On 5/18/07, Arnaud Simon <[EMAIL PROTECTED]> wrote:

Rupert,

> We know there are some things about the existing exception handling that
are
> not right. In particular when the broker encounters unrecoverable
> conditions, it will often go limping on in an unknown state, when really
it
> should simply terminate the JVM.

+1

> There is also some dodgy logging code, spread throughout the codebase,
that
> causes exceptions to be logged mutliple times, in constructors, on
creation,
> in catch and rethrow scenarios and so on; I've mailed about this before.
I
> had to write a document explaining to sys admins what to do when they
see
> various log messages, so as a side to this I have compiled a list of
todo's
> to eliminate the dodgy logging. Logging will be done where exceptions
are
> handled and never where they are created (at least logging above the
debug
> level, which is for devs only and can occur anywhere we like).

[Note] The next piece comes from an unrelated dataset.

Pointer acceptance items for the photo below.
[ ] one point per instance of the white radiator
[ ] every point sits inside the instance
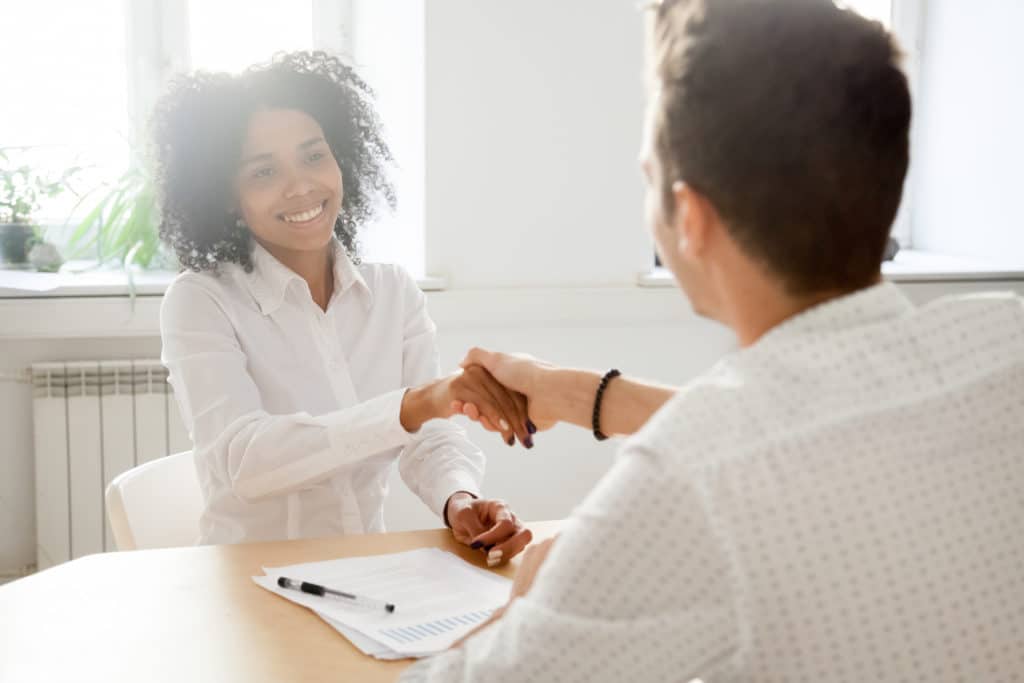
(93, 420)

I agree with that, I'll be careful now as I may have logged my
exceptions when throwing them.

> Some thoughts:
>
....
> So, I think its correct that you have made message store throw a checked
> QueueDoesntExistException, if a method handler looks up a non-existant
> queue, it might translate that into a 404. Other code that calls that
> method, for example during start-up and configuration, will deal with
that
> exception in its own way, and not as a 404, since it doesn't go through
the
> protocol.

I agree 100% with what you are saying. I have introduced
InternalErrorException because it should be translated into an error
code. This is part of the dtx API. But however for consistency and for
avoiding this exception being abused we should use a Runtime one.

> One thing I'm keen on is making exceptions only have one constructor,
and
> passing in optional arguments as nulls. Its not a huge deal, its just
that I
> like to Javadoc stuff and its a pain to write three lots of Javadoc and
> contructors for such trivial things as exceptions. I never understand
why it
> is that exceptions in particular seem to end up with huge numbers of
> different constructors for every permutation of options. AMQException
has 4
> and thats after I got rid of another 3! On that note, I think a bit of
> javadoc on all exception classes explaining the conditions under which
the
> exception may be thrown, is extremely usefull.

+1

As I don't want to walk on your toes we should coordinate. One way of
doing it is for you to define the new hierarchy. I can then go through
my code for:
1) removing useless logging statements
2) use your Exception hierarchy

What do you think? BTW I have already written a JDBC store that uses the
same exception strategy than before. I suggest that we check it in as it
is. I'll update the code later based on your exception hierarchy.